Pathology and Laboratory Medicine, Fondazione IRCCS Istituto Nazionale dei Tumori (INT), Milan, Italy.
Division of Epidemiology and Biostatistics, IEO, European Institute of Oncology IRCCS, Milan, Italy.
Eur J Surg Oncol. 2019 May;45(5):755-760. doi: 10.1016/j.ejso.2018.10.052. Epub 2018 Oct 11.

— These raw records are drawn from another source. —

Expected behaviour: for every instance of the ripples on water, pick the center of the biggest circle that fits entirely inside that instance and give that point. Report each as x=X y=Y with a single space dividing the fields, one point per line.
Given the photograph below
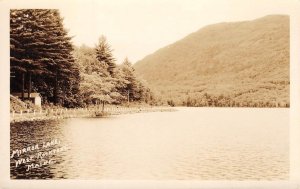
x=192 y=144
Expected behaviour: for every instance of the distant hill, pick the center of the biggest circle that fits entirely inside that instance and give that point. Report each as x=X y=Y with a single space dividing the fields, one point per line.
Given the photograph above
x=227 y=64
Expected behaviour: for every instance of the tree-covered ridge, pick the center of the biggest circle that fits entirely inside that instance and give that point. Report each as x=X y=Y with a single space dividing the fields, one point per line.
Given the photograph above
x=228 y=64
x=44 y=60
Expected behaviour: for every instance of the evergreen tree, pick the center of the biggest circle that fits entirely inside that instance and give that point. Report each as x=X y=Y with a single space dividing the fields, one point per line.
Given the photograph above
x=41 y=47
x=104 y=55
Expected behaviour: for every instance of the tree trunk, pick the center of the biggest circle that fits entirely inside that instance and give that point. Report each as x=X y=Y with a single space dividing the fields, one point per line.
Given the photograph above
x=56 y=88
x=29 y=85
x=23 y=83
x=103 y=106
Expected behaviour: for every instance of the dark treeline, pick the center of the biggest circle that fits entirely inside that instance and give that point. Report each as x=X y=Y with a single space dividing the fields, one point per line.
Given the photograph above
x=210 y=100
x=44 y=60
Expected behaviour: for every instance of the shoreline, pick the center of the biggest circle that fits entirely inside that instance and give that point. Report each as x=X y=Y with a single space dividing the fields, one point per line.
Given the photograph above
x=82 y=112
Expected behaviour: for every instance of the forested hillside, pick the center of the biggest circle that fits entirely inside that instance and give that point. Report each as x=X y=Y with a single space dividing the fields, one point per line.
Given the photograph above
x=44 y=60
x=227 y=64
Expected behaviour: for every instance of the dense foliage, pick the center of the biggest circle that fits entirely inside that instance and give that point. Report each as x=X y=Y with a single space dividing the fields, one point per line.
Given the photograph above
x=227 y=64
x=41 y=53
x=102 y=81
x=43 y=60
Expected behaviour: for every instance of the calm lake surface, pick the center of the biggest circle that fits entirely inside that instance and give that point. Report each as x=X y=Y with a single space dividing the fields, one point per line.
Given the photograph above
x=191 y=143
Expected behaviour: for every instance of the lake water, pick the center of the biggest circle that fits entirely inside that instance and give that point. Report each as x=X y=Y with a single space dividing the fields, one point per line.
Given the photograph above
x=189 y=144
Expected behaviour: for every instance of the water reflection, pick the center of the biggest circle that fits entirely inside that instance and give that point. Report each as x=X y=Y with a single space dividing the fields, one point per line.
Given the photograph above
x=193 y=143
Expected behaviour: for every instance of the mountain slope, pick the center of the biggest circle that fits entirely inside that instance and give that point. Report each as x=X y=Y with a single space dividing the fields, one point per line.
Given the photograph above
x=243 y=63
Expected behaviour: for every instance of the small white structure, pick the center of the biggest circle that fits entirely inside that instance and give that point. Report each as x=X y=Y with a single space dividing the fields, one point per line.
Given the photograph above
x=35 y=98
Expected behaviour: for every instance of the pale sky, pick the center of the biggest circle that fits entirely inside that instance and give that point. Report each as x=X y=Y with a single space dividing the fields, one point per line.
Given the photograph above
x=136 y=28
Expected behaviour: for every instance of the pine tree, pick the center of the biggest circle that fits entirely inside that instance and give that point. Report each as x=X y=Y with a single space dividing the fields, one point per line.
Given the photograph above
x=41 y=47
x=104 y=55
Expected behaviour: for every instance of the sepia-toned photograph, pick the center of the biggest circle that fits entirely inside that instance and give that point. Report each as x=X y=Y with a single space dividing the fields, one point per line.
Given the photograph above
x=149 y=90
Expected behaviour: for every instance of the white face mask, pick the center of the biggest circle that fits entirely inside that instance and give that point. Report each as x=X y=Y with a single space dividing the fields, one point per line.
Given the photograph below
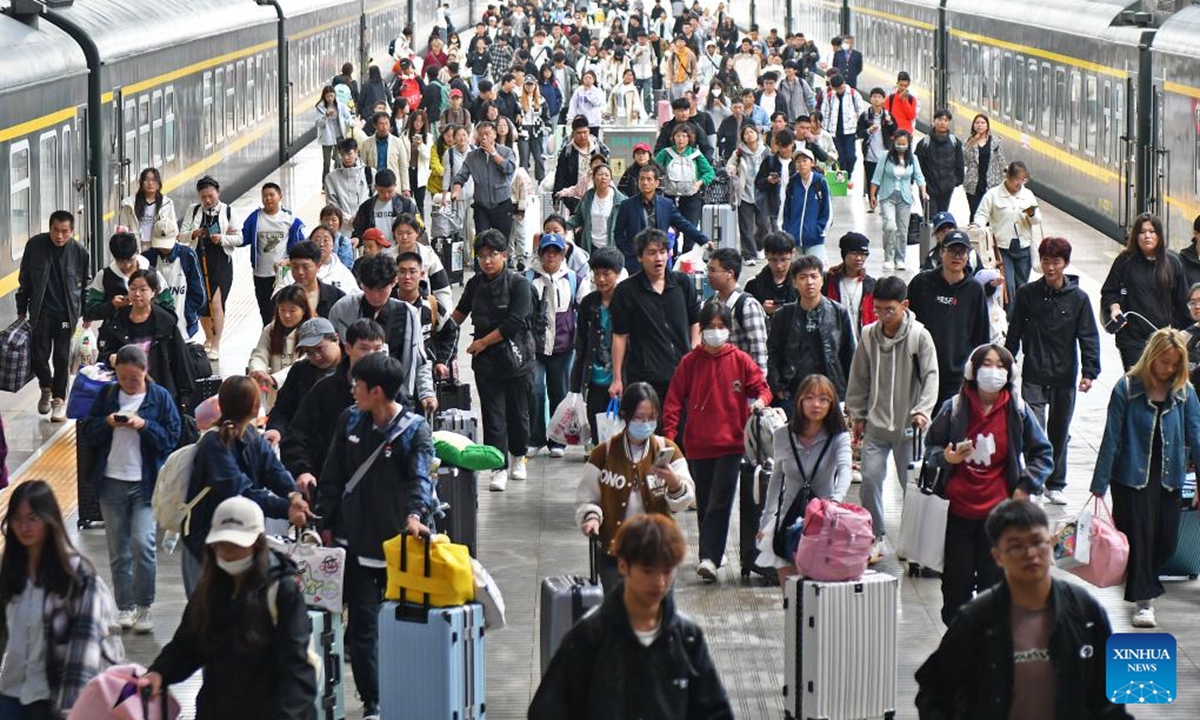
x=235 y=568
x=715 y=337
x=991 y=379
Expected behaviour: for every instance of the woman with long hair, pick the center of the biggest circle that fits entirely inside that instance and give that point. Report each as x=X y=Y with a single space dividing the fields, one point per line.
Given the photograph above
x=989 y=447
x=246 y=627
x=984 y=161
x=142 y=210
x=58 y=615
x=892 y=189
x=1146 y=289
x=1152 y=427
x=132 y=427
x=813 y=460
x=233 y=461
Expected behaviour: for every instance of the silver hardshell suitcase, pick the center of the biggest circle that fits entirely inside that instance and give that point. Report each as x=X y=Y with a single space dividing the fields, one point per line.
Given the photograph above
x=840 y=648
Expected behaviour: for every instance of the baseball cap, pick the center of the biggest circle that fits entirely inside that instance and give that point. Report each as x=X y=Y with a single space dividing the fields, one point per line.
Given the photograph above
x=955 y=238
x=943 y=219
x=312 y=331
x=377 y=237
x=551 y=240
x=237 y=520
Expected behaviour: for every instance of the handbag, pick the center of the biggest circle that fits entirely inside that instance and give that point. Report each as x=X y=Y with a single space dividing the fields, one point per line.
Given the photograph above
x=790 y=527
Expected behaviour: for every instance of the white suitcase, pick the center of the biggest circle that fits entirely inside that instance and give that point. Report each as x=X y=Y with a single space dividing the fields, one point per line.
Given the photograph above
x=840 y=648
x=720 y=223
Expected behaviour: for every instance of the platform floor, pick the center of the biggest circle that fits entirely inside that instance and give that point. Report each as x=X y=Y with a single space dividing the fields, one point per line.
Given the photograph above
x=527 y=533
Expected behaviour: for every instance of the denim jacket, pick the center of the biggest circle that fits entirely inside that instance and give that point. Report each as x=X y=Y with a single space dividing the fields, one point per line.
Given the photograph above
x=1125 y=450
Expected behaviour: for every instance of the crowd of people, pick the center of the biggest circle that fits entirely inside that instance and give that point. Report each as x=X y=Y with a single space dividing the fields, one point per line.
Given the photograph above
x=360 y=336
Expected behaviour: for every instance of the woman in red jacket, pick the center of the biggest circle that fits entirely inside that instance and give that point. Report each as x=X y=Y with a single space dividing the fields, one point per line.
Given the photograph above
x=718 y=385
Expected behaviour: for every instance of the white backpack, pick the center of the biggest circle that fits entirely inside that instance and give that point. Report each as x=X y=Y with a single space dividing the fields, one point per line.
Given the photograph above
x=169 y=505
x=681 y=174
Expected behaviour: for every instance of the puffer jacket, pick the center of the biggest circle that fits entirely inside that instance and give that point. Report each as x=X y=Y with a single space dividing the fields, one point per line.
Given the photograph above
x=274 y=681
x=603 y=672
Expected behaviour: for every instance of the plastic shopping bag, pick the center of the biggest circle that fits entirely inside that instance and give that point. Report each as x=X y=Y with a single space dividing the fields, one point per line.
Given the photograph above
x=568 y=423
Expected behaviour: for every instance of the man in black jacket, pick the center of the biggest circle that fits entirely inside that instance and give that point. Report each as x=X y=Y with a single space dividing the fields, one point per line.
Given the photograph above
x=1051 y=316
x=393 y=449
x=53 y=281
x=637 y=657
x=1030 y=647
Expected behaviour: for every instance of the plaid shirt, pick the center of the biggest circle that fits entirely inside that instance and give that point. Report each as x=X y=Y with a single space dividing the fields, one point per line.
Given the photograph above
x=749 y=333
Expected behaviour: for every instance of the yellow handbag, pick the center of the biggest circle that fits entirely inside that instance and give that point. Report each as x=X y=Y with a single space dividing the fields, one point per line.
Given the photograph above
x=432 y=571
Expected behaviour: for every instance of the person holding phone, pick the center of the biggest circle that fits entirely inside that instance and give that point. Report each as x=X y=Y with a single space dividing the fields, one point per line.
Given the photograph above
x=132 y=427
x=634 y=472
x=989 y=447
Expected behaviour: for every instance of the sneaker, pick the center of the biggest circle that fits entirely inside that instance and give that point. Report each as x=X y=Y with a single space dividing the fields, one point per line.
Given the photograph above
x=1144 y=617
x=1055 y=497
x=142 y=621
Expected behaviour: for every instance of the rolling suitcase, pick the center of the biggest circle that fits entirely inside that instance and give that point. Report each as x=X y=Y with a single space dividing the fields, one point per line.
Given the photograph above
x=459 y=495
x=327 y=641
x=565 y=599
x=448 y=682
x=465 y=423
x=720 y=223
x=840 y=648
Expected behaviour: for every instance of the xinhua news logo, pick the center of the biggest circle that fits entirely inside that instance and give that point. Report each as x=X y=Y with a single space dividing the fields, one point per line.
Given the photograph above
x=1140 y=669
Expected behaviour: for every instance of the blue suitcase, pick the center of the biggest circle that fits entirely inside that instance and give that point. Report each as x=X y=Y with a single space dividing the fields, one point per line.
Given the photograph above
x=448 y=683
x=327 y=641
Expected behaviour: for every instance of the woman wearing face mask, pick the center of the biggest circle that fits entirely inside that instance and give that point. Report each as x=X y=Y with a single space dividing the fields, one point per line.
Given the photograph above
x=246 y=627
x=718 y=387
x=988 y=447
x=634 y=472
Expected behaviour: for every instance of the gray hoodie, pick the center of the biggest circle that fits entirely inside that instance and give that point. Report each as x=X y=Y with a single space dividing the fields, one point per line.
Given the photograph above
x=893 y=378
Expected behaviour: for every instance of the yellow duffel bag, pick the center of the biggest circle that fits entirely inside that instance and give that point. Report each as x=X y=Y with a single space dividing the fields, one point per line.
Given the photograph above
x=432 y=570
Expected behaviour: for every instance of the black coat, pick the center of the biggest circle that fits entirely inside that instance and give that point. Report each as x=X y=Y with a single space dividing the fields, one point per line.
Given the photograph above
x=603 y=672
x=970 y=676
x=275 y=681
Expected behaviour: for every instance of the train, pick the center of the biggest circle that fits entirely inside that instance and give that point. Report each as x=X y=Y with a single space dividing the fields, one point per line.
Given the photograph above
x=91 y=93
x=1101 y=99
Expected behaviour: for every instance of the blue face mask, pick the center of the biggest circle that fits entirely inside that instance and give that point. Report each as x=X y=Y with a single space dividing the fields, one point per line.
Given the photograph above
x=641 y=430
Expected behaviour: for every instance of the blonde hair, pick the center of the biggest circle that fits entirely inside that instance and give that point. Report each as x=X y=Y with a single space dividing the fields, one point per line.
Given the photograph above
x=1162 y=342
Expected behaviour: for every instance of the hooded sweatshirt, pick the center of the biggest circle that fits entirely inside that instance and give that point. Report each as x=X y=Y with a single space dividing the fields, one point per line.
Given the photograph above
x=719 y=388
x=893 y=378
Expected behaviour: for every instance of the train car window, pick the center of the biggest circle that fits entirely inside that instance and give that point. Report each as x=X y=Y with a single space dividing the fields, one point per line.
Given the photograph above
x=19 y=201
x=1060 y=103
x=168 y=124
x=219 y=103
x=207 y=113
x=47 y=173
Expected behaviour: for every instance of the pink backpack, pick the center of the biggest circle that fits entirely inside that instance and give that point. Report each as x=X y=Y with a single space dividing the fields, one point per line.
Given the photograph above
x=837 y=541
x=113 y=695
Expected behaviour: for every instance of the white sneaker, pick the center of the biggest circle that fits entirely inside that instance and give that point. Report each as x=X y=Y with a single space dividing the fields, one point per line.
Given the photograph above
x=1144 y=617
x=142 y=621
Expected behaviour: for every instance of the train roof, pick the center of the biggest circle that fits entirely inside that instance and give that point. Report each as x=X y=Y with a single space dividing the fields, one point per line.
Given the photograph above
x=1180 y=34
x=127 y=28
x=58 y=55
x=1089 y=18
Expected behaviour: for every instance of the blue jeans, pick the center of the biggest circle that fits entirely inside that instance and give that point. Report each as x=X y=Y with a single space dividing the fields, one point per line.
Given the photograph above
x=130 y=531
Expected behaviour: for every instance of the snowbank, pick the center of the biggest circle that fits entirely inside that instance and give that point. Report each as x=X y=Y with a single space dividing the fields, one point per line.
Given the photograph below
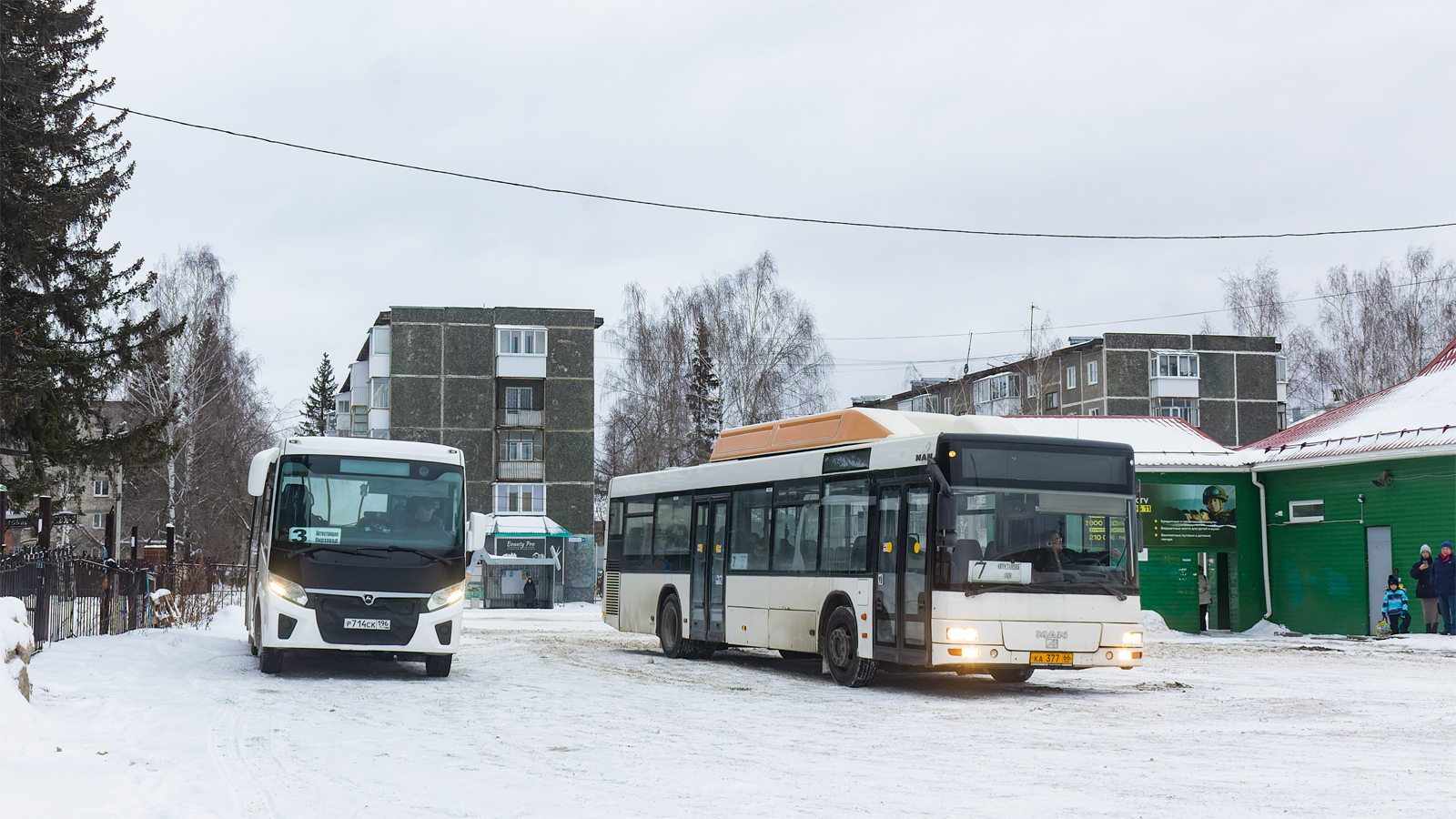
x=16 y=646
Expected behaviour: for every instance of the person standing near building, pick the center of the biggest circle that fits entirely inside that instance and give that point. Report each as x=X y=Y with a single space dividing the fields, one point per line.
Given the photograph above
x=1443 y=579
x=1424 y=591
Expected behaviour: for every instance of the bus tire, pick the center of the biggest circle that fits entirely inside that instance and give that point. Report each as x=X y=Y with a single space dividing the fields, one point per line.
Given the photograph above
x=1011 y=673
x=841 y=649
x=439 y=665
x=269 y=661
x=670 y=630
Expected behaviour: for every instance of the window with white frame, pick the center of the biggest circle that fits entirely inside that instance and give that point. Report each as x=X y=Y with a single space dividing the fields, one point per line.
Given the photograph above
x=521 y=445
x=521 y=499
x=1174 y=365
x=521 y=343
x=1186 y=409
x=1307 y=511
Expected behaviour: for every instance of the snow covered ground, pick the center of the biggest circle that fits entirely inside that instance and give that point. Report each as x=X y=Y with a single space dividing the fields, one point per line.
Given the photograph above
x=550 y=713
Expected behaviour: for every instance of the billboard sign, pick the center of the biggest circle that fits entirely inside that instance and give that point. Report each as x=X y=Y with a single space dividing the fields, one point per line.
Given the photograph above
x=1188 y=515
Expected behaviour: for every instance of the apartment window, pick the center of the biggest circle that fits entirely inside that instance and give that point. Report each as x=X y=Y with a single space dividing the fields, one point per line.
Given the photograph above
x=521 y=445
x=523 y=499
x=380 y=394
x=1176 y=365
x=521 y=341
x=1186 y=409
x=1307 y=511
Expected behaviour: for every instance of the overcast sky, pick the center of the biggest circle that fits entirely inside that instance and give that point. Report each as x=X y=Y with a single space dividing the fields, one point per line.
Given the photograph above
x=1055 y=116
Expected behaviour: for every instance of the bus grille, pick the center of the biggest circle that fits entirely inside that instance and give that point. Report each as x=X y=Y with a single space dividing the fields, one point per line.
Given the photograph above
x=612 y=589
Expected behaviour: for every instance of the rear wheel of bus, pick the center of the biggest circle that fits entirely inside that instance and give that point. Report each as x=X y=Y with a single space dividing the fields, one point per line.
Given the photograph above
x=842 y=651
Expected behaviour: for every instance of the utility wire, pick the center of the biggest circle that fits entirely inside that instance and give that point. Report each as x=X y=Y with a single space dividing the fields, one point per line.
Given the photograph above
x=752 y=215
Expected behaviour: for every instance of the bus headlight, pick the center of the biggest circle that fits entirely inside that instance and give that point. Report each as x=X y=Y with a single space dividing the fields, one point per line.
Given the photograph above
x=446 y=596
x=288 y=591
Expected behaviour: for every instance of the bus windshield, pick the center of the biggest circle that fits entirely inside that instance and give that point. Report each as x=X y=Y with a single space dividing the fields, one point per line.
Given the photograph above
x=1037 y=542
x=331 y=501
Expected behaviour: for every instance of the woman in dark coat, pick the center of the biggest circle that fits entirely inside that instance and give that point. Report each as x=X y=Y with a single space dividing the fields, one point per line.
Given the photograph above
x=1426 y=591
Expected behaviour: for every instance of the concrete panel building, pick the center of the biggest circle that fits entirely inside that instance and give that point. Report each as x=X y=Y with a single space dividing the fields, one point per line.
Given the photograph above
x=513 y=388
x=1229 y=387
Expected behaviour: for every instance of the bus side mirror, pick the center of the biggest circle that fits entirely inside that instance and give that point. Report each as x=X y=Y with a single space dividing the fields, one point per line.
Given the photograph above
x=475 y=532
x=945 y=513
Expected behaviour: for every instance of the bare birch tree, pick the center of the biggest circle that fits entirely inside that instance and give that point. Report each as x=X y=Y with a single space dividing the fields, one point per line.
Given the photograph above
x=217 y=417
x=763 y=347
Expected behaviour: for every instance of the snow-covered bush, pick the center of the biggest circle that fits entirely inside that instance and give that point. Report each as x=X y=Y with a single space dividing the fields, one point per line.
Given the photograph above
x=16 y=644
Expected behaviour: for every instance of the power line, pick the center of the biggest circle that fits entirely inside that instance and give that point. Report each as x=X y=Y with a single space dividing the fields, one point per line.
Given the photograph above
x=753 y=215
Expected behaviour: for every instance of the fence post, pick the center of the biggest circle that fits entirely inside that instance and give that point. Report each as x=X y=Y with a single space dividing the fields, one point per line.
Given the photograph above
x=106 y=586
x=43 y=592
x=171 y=573
x=131 y=583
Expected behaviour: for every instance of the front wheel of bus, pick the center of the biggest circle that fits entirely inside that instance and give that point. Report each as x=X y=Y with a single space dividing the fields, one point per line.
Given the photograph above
x=1011 y=673
x=842 y=651
x=269 y=661
x=439 y=665
x=670 y=630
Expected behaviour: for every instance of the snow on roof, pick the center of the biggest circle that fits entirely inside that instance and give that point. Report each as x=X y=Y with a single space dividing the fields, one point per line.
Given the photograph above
x=1419 y=413
x=1155 y=440
x=523 y=525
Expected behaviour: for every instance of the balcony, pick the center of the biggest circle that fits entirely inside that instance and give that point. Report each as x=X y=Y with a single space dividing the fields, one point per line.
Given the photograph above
x=521 y=471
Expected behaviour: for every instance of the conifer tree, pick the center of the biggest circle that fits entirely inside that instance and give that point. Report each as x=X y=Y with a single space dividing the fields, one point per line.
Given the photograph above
x=319 y=405
x=67 y=337
x=703 y=401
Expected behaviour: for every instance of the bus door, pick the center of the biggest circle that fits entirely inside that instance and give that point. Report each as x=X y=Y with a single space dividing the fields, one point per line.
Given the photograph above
x=710 y=538
x=902 y=589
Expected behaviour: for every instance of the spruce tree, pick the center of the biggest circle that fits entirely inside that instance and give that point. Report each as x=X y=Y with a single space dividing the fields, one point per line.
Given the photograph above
x=67 y=337
x=319 y=405
x=703 y=401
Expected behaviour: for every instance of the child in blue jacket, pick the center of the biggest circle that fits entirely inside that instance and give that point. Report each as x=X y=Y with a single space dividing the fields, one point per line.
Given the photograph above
x=1397 y=608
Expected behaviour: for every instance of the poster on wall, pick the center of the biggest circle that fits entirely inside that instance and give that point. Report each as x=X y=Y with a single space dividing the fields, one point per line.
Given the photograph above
x=1188 y=515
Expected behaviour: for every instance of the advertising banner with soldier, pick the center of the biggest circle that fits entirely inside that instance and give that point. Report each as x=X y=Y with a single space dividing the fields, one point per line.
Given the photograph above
x=1187 y=515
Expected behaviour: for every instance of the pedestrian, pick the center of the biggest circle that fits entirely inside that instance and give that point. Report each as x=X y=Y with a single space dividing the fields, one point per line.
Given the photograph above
x=1426 y=591
x=1443 y=579
x=1397 y=608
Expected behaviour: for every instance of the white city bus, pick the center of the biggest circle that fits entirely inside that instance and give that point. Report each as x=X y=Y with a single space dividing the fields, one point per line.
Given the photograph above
x=871 y=537
x=357 y=545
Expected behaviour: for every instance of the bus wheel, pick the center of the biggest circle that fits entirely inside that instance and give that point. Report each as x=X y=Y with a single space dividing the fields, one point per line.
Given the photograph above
x=842 y=651
x=439 y=665
x=1011 y=673
x=670 y=630
x=269 y=661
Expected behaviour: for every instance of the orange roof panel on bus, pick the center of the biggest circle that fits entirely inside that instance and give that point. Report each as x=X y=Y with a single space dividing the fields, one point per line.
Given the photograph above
x=808 y=431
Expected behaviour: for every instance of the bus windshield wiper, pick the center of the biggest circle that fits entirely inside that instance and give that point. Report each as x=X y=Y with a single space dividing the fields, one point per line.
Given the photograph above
x=411 y=550
x=320 y=547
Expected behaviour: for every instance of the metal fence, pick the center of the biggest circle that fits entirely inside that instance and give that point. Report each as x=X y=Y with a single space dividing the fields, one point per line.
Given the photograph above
x=72 y=596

In pancreatic neuroendocrine neoplasms (pNEN), size ≤2 cm and Ki-67 < 3% suggest indolent behavior, but no factor alone predicts prognosis. We investigated factors predictive of tumor progression in 80 pNENs surgically resected in a single Institution from 1995 to 2015. At multivariable analysis the only two independent variables related to PFS were Ki-67 (HR 2.97; 95%CI 1.26-7.02) and presence of synchronous liver metastases (HR 3.60; 95%CI 1.70-7.61). Using Ki-67 < 3% and M0 as reference, the HR for tumor progression was 3.21 (95%CI 1.18-8.74) for M0 patients with Ki-67 3-20%, 5.06 (2.29-11.2) for M1 patients with Ki-67 ≤ 20% and 24.3 (6.64-89.2) for those with Ki-67 > 20%. Tumor size (≤2 vs. >2 cm) was not a predictive factor at any analysis. Intra-class correlation of Ki-67 values on pre-surgical biopsies vs. surgical specimens was 0.99 and Ki-67 classes were correctly identified in 97% of biopsies. Ki-67 and presence of liver metastases are the major prognostic factors in pNEN and identify different progression risks regardless of tumor size. Pre-surgical pNEN biopsy for Ki-67 assessment should be included in the evaluation of patients with 1-2 cm tumors to help in the decision on whether to perform surgical resection.
在胰腺神经内分泌肿瘤(pNEN)中,直径≤2cm 且 Ki-67<3%提示肿瘤生长缓慢,但没有任何单一因素可以预测预后。我们研究了在一个机构中 1995 年至 2015 年期间接受手术切除的 80 例 pNEN 患者的肿瘤进展预测因素。在多变量分析中,与 PFS 相关的两个独立变量是 Ki-67(HR 2.97;95%CI 1.26-7.02)和同步肝转移的存在(HR 3.60;95%CI 1.70-7.61)。使用 Ki-67<3%和 M0 作为参考,Ki-67 为 3-20%的 M0 患者、Ki-67≤20%的 M1 患者和 Ki-67>20%的患者肿瘤进展的 HR 分别为 3.21(95%CI 1.18-8.74)、5.06(2.29-11.2)和 24.3(6.64-89.2)。在任何分析中,肿瘤大小(≤2cm 与>2cm)都不是预测因素。术前活检与手术标本的 Ki-67 值的组内相关系数为 0.99,97%的活检正确识别了 Ki-67 分级。Ki-67 和肝转移的存在是 pNEN 的主要预后因素,无论肿瘤大小如何,它们都能识别出不同的进展风险。对于直径为 1-2cm 的肿瘤患者,应包括术前 pNEN 活检进行 Ki-67 评估,以帮助决定是否进行手术切除。